By the time we got to the airport, my Lyft driver hadn’t made any firm decisions on where he was going to spend next semester— Europe would provide him valuable life experience and a decent income, but staying in school would allow him to pursue his ultimate goal of becoming a teacher a bit more quickly. That said, I do think we made progress on him finding his own voice on the matter, in large part because I was the first person who had actually asked him what he wanted to do. If you don’t have anyone asking you what you want out of life, let me shoot you a few virtual words of encouragement: when it comes to your career (and the educational choices that inform it) you have permission to place yourself firmly in the driver’s seat!

“When it comes to your career (and the educational choices that inform it) you have permission to place yourself firmly in the driver’s seat!”

Interactions like these truly inspire me.

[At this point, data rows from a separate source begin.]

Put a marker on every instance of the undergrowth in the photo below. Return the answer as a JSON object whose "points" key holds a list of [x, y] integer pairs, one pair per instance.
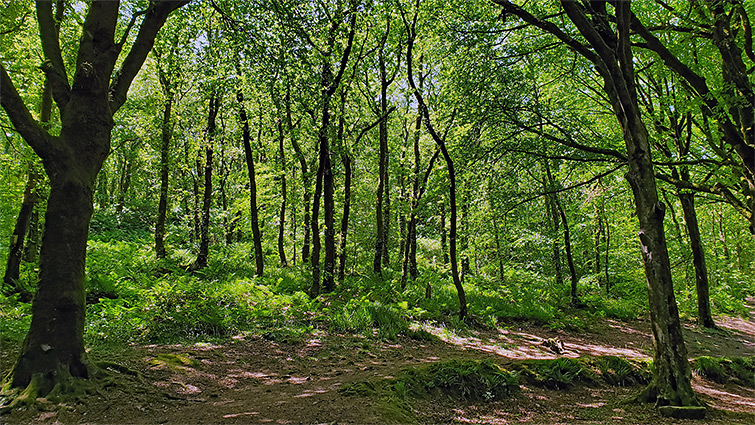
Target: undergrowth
{"points": [[134, 297]]}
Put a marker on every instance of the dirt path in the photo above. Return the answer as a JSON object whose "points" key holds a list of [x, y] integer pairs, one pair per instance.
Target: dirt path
{"points": [[255, 380]]}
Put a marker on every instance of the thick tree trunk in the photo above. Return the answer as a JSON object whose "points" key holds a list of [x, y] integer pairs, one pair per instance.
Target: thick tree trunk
{"points": [[54, 347], [614, 62], [316, 247], [704, 317], [555, 249], [162, 206], [53, 350]]}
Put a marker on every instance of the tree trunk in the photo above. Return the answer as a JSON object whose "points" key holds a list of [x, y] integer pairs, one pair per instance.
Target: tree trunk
{"points": [[248, 154], [19, 235], [124, 183], [204, 227], [346, 161], [306, 179], [611, 54], [443, 233], [53, 349], [284, 195], [556, 249], [569, 255], [704, 317], [597, 238], [31, 247], [162, 206]]}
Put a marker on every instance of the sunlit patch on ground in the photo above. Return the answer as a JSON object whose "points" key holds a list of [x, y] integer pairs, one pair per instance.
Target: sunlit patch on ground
{"points": [[722, 397]]}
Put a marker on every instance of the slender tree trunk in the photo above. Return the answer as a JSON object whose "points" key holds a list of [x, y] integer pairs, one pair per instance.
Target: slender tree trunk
{"points": [[556, 249], [204, 228], [31, 248], [443, 233], [316, 247], [19, 234], [597, 237], [195, 186], [249, 155], [346, 161], [124, 183], [569, 255], [284, 195], [162, 207], [54, 347], [704, 317], [306, 179]]}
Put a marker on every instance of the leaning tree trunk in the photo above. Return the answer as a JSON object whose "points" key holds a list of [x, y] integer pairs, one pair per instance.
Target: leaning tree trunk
{"points": [[248, 154], [569, 255], [704, 317], [54, 347], [53, 350], [284, 196], [348, 174], [162, 206], [13, 265], [306, 181], [204, 227]]}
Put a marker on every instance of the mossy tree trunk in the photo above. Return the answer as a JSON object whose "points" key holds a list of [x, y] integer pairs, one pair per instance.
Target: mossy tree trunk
{"points": [[53, 349], [609, 49]]}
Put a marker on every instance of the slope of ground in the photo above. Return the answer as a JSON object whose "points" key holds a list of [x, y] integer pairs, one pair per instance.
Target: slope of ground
{"points": [[253, 379]]}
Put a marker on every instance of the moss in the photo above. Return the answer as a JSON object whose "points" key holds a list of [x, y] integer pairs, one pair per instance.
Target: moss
{"points": [[621, 372], [739, 370], [458, 379], [455, 379], [556, 373], [173, 361], [565, 372]]}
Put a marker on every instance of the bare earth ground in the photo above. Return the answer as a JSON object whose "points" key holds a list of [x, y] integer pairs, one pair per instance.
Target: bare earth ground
{"points": [[249, 379]]}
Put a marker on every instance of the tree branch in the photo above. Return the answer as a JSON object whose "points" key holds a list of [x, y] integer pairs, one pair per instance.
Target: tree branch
{"points": [[53, 67], [20, 117], [153, 21], [548, 27]]}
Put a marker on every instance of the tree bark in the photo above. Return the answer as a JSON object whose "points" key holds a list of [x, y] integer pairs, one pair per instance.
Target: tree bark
{"points": [[249, 156], [704, 316], [53, 350], [12, 268], [611, 55], [162, 206], [411, 29], [284, 196], [346, 161], [204, 228], [324, 184], [306, 179]]}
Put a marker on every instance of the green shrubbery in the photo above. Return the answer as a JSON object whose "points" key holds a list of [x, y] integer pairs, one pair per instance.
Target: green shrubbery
{"points": [[134, 297]]}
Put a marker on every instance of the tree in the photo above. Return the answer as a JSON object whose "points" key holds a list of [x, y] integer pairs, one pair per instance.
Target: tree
{"points": [[53, 350], [608, 48], [440, 141]]}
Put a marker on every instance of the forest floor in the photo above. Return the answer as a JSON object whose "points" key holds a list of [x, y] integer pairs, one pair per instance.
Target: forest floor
{"points": [[263, 379]]}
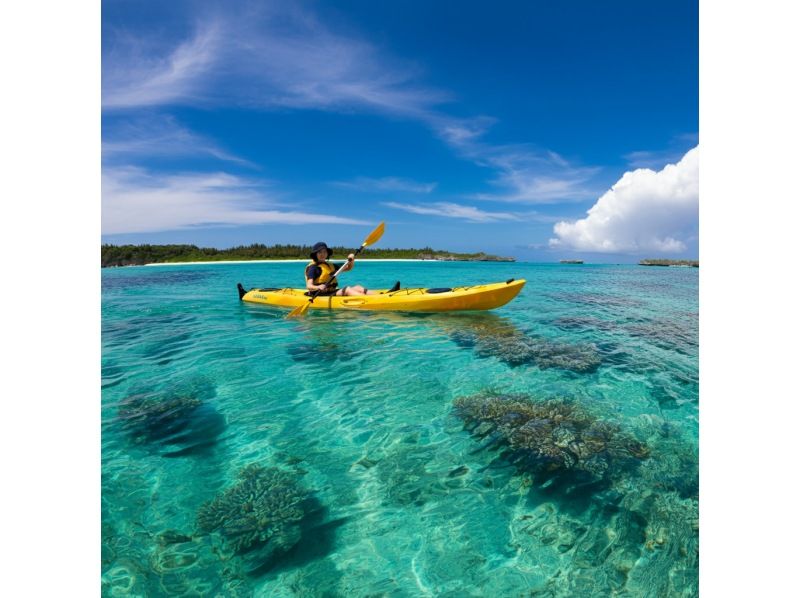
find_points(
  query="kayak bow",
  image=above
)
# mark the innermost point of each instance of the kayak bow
(476, 297)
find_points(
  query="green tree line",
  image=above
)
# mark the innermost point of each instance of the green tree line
(137, 255)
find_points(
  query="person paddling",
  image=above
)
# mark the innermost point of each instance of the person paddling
(319, 272)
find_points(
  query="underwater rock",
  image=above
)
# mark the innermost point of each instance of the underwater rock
(179, 416)
(501, 339)
(148, 417)
(260, 514)
(672, 334)
(669, 562)
(551, 437)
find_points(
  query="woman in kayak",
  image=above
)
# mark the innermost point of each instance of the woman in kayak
(319, 271)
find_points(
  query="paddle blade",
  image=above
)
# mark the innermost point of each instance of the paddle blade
(375, 235)
(300, 310)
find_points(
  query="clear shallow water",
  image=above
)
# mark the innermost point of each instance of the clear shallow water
(403, 499)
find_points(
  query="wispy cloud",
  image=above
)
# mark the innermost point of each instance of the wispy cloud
(136, 74)
(524, 173)
(282, 56)
(160, 136)
(453, 210)
(135, 200)
(386, 184)
(272, 56)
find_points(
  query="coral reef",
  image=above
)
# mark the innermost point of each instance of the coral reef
(501, 339)
(148, 417)
(550, 437)
(261, 512)
(679, 333)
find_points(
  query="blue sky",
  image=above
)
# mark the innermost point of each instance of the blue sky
(542, 130)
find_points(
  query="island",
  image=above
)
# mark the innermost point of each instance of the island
(140, 255)
(663, 262)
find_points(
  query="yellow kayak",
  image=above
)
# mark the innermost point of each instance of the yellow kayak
(483, 296)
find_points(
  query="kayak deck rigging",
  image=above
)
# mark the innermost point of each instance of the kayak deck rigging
(472, 297)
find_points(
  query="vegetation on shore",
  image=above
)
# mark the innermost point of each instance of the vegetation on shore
(662, 262)
(138, 255)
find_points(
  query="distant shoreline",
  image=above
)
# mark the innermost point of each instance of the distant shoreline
(279, 262)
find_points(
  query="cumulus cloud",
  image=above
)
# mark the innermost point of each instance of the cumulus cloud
(644, 211)
(137, 201)
(453, 210)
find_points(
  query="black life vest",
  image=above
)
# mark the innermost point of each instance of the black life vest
(327, 272)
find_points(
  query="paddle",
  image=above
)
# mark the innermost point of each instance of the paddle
(373, 237)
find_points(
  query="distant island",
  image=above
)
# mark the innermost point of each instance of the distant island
(139, 255)
(659, 262)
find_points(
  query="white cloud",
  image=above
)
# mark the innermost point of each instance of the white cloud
(644, 211)
(262, 56)
(160, 136)
(452, 210)
(386, 184)
(136, 201)
(135, 76)
(271, 56)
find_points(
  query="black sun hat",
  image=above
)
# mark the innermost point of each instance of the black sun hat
(319, 247)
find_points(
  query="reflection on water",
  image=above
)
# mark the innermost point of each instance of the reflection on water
(545, 449)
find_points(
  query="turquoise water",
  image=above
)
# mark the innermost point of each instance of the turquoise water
(373, 482)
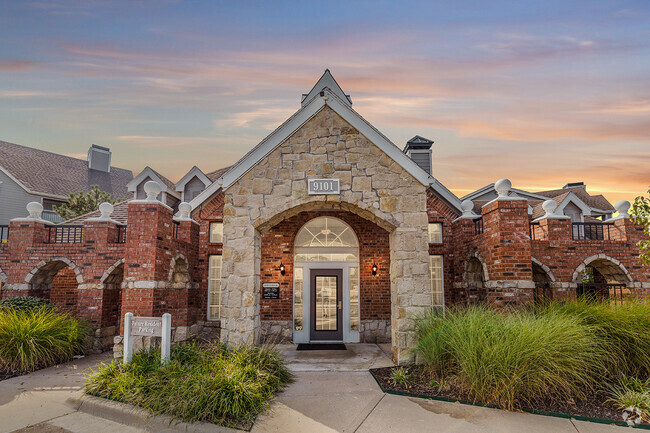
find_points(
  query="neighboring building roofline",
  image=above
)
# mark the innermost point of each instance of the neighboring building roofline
(194, 171)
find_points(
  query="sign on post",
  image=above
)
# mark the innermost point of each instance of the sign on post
(147, 327)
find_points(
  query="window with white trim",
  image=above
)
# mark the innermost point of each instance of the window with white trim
(214, 288)
(437, 281)
(435, 233)
(216, 232)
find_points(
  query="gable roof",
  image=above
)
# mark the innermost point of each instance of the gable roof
(309, 109)
(194, 172)
(598, 202)
(148, 172)
(55, 175)
(326, 81)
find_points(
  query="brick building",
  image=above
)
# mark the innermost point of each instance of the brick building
(325, 231)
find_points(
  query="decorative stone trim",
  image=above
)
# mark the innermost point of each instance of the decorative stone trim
(545, 268)
(581, 267)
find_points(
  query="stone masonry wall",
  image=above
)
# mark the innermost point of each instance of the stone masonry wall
(372, 186)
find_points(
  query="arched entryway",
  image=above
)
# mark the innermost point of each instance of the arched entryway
(600, 277)
(57, 280)
(326, 282)
(474, 279)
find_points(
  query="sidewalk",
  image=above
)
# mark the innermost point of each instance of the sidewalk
(339, 400)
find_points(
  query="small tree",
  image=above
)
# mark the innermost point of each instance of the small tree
(83, 202)
(640, 214)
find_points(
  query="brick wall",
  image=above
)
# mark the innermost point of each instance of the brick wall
(277, 246)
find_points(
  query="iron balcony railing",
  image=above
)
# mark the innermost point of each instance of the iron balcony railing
(51, 216)
(532, 228)
(65, 234)
(478, 226)
(4, 234)
(121, 234)
(591, 231)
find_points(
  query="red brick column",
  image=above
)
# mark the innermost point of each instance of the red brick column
(147, 258)
(506, 236)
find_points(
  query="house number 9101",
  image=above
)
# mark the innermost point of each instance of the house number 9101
(323, 186)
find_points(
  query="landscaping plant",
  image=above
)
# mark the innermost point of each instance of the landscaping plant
(38, 337)
(199, 383)
(511, 358)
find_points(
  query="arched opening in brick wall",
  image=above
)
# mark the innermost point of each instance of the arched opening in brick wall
(112, 295)
(58, 281)
(543, 290)
(474, 281)
(179, 274)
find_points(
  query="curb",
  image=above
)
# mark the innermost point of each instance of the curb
(531, 411)
(141, 418)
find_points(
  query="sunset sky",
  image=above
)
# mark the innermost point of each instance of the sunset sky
(543, 93)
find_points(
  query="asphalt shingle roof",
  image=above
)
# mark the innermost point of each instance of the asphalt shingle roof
(59, 175)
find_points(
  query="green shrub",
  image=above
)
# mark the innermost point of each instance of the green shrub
(36, 338)
(399, 376)
(511, 358)
(25, 303)
(621, 329)
(199, 383)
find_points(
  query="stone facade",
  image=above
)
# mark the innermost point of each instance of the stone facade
(373, 186)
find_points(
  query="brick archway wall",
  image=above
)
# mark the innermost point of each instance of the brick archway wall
(277, 245)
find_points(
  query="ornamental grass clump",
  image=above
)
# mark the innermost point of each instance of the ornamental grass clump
(38, 337)
(511, 358)
(622, 330)
(199, 383)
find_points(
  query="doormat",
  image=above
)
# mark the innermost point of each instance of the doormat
(322, 346)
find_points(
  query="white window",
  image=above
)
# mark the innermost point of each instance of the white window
(216, 232)
(437, 281)
(435, 233)
(214, 288)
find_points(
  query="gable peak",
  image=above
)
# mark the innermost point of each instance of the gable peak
(326, 81)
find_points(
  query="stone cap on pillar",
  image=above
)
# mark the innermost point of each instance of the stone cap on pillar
(35, 211)
(623, 208)
(468, 211)
(503, 187)
(183, 214)
(152, 189)
(106, 210)
(549, 207)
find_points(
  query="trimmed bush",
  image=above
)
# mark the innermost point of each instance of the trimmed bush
(25, 303)
(511, 358)
(199, 383)
(37, 338)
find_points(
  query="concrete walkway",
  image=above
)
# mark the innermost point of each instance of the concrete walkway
(339, 396)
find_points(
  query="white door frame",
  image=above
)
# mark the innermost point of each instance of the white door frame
(303, 336)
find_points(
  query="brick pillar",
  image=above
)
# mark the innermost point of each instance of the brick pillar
(506, 234)
(147, 258)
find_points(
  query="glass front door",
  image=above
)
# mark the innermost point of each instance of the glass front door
(326, 304)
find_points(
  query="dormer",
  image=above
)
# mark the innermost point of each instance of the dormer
(326, 81)
(192, 184)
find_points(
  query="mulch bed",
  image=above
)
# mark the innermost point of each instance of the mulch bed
(419, 386)
(8, 374)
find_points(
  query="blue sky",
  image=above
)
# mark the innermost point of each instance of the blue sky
(543, 93)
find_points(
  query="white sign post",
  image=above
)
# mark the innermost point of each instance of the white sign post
(147, 327)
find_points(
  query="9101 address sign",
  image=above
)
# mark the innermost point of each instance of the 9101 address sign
(323, 186)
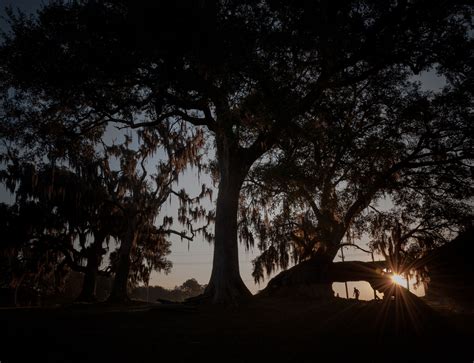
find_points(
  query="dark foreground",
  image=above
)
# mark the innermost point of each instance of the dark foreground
(264, 330)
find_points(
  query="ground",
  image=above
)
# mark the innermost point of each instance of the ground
(263, 329)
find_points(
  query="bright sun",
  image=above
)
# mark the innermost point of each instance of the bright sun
(398, 279)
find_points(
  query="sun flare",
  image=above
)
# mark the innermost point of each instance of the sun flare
(397, 279)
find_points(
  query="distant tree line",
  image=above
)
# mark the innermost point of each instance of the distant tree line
(190, 288)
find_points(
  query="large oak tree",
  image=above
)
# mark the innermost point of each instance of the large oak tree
(247, 72)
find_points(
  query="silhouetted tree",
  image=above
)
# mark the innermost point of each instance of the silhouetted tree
(247, 72)
(384, 140)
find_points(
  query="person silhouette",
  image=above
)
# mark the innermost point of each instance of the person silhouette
(356, 293)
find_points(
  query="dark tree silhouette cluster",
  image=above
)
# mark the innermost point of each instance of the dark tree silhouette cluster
(311, 106)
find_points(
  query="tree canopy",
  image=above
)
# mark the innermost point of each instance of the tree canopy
(252, 74)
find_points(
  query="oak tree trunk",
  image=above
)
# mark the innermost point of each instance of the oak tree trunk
(226, 285)
(94, 258)
(119, 291)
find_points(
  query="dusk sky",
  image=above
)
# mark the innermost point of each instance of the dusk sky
(194, 260)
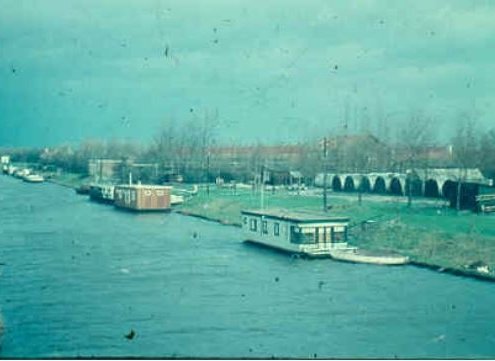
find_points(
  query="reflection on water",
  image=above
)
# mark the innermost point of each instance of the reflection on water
(79, 276)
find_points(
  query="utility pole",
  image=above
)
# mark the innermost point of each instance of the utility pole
(325, 204)
(207, 173)
(262, 186)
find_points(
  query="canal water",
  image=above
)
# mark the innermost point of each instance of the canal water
(76, 277)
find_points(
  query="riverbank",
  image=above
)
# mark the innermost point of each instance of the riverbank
(428, 233)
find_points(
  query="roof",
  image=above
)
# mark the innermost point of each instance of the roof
(295, 216)
(143, 186)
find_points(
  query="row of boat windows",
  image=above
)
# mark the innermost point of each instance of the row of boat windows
(303, 235)
(122, 194)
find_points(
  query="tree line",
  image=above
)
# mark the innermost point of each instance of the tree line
(191, 148)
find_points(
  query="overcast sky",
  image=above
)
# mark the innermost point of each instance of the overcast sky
(270, 70)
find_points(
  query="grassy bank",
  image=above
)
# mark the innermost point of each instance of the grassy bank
(428, 232)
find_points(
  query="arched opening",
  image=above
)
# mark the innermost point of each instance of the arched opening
(349, 184)
(396, 187)
(380, 187)
(336, 184)
(431, 189)
(449, 189)
(415, 186)
(365, 185)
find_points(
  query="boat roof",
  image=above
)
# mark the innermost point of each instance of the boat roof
(295, 216)
(146, 186)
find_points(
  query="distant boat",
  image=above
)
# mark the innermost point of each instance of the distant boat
(33, 178)
(103, 193)
(361, 256)
(176, 200)
(304, 233)
(143, 197)
(83, 189)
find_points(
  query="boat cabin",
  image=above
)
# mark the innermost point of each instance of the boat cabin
(143, 197)
(299, 232)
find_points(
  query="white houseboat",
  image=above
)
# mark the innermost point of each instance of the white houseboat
(104, 193)
(296, 232)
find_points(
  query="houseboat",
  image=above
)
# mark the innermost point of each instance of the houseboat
(143, 197)
(103, 193)
(296, 232)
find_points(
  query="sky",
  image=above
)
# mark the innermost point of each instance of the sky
(260, 71)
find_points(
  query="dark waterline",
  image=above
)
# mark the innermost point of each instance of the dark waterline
(78, 276)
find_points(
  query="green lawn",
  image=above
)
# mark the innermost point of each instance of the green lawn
(426, 232)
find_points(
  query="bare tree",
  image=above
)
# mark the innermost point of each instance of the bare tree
(466, 149)
(416, 134)
(488, 154)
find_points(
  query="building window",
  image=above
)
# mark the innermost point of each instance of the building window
(253, 226)
(264, 227)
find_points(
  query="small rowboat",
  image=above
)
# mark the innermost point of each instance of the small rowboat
(361, 256)
(33, 178)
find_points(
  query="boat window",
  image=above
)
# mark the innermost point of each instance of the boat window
(253, 224)
(339, 235)
(302, 236)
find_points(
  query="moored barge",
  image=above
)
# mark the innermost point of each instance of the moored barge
(143, 197)
(296, 232)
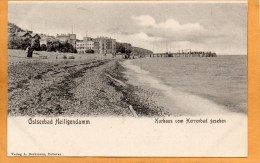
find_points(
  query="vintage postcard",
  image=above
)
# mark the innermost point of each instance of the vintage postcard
(127, 79)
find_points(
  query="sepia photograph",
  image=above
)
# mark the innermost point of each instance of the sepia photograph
(127, 72)
(127, 59)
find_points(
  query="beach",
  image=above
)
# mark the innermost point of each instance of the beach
(88, 85)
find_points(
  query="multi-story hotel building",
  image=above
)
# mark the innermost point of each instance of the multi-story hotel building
(83, 45)
(103, 45)
(70, 38)
(100, 45)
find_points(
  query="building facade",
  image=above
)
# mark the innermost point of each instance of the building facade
(104, 45)
(70, 38)
(83, 45)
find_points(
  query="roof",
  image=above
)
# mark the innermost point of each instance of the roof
(35, 34)
(21, 34)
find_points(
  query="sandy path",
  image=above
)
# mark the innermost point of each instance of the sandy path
(85, 86)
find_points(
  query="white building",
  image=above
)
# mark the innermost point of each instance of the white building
(83, 45)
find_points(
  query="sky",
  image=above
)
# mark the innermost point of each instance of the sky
(157, 26)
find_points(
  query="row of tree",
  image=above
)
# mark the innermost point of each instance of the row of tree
(56, 46)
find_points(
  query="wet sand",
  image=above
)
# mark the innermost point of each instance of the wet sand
(85, 86)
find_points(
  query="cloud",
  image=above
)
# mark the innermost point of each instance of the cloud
(171, 29)
(144, 20)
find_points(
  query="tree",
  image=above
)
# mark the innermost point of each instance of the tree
(43, 47)
(90, 51)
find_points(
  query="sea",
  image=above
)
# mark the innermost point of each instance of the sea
(193, 85)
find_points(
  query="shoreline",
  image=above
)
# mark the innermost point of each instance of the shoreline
(79, 87)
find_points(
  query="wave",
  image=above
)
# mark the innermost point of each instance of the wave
(181, 102)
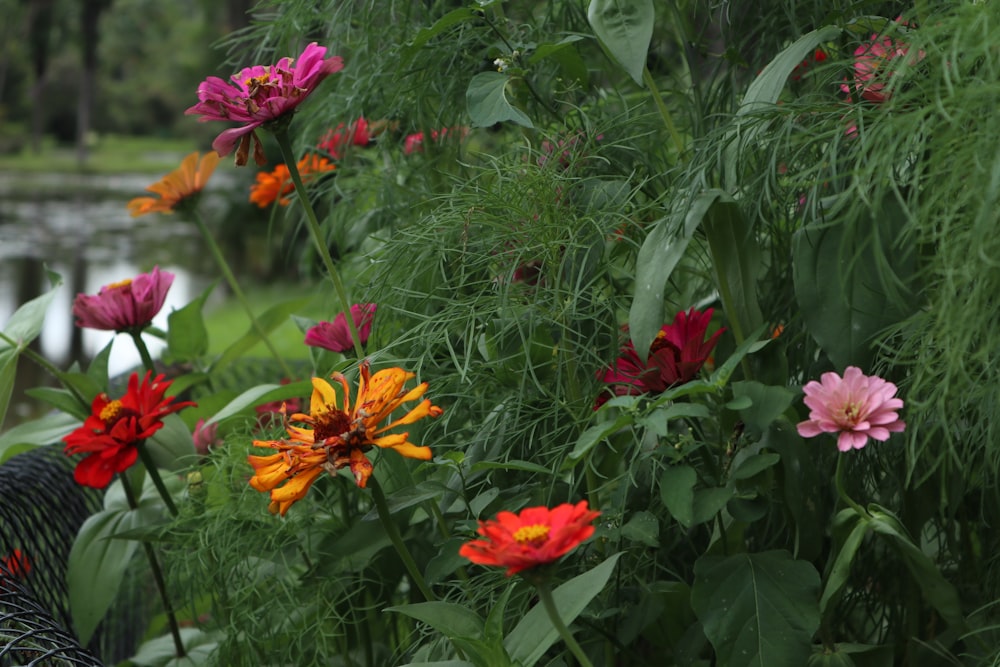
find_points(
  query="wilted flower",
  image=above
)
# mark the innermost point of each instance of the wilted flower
(262, 94)
(334, 437)
(177, 187)
(536, 536)
(125, 305)
(336, 335)
(675, 356)
(873, 65)
(111, 434)
(856, 406)
(277, 184)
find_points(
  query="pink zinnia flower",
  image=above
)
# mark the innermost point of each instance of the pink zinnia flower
(262, 94)
(856, 406)
(335, 141)
(125, 305)
(676, 356)
(873, 66)
(336, 335)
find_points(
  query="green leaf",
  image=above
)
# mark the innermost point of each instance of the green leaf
(757, 609)
(187, 337)
(625, 27)
(660, 252)
(40, 432)
(533, 636)
(450, 619)
(487, 101)
(97, 563)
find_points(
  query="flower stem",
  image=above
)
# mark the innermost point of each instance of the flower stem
(842, 491)
(140, 344)
(227, 273)
(317, 234)
(545, 595)
(397, 540)
(154, 567)
(154, 474)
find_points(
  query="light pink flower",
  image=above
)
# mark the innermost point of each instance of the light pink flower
(856, 406)
(125, 305)
(336, 335)
(262, 94)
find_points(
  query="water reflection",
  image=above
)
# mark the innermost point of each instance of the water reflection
(78, 226)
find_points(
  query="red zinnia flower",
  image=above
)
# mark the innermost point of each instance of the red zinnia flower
(536, 536)
(111, 434)
(262, 94)
(675, 356)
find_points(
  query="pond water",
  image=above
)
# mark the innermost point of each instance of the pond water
(78, 226)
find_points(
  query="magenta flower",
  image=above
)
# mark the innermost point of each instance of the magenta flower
(125, 305)
(856, 406)
(336, 335)
(262, 94)
(676, 356)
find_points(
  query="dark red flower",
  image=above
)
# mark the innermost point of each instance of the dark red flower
(675, 356)
(536, 536)
(111, 434)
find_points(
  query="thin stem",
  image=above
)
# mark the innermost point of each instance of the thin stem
(664, 111)
(227, 273)
(154, 567)
(317, 234)
(545, 595)
(140, 344)
(154, 474)
(842, 491)
(397, 540)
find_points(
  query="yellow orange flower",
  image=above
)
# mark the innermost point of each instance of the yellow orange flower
(277, 185)
(334, 436)
(179, 185)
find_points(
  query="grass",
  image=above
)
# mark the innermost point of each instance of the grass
(109, 154)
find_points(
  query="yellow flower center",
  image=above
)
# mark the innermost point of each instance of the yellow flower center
(111, 411)
(533, 535)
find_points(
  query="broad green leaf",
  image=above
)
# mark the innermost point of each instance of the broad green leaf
(937, 590)
(264, 393)
(663, 248)
(187, 337)
(48, 430)
(269, 320)
(488, 104)
(757, 609)
(736, 259)
(450, 619)
(625, 27)
(97, 563)
(533, 636)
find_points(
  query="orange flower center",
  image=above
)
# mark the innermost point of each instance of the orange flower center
(330, 424)
(533, 535)
(111, 412)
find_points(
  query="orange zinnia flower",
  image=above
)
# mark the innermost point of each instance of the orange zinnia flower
(277, 185)
(179, 185)
(334, 437)
(536, 536)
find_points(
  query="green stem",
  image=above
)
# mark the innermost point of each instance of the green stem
(545, 595)
(227, 273)
(154, 567)
(154, 474)
(140, 344)
(661, 106)
(842, 492)
(46, 365)
(397, 540)
(281, 136)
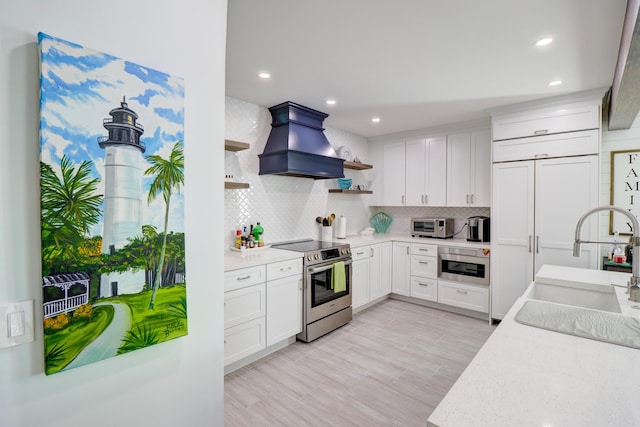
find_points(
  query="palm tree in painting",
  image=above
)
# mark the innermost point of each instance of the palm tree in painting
(168, 176)
(70, 206)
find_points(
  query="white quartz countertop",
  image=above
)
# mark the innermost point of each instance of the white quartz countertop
(528, 376)
(251, 257)
(356, 240)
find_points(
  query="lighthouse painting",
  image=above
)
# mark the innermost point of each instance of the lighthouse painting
(112, 205)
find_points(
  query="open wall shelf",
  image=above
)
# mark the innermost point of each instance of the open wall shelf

Not only did my Lyft driver gain some free advice from a professional, but we were able to spend a solid 30-minutes in traffic (which would have otherwise been less-than-awesome) having a conversation that made both of us feel good. Networking and community aren’t just about your career— they aren’t about an exchange of goods and services, an even tit for tat transaction. They are about shared experiences, dialogue and being open to hearing each other’s stories.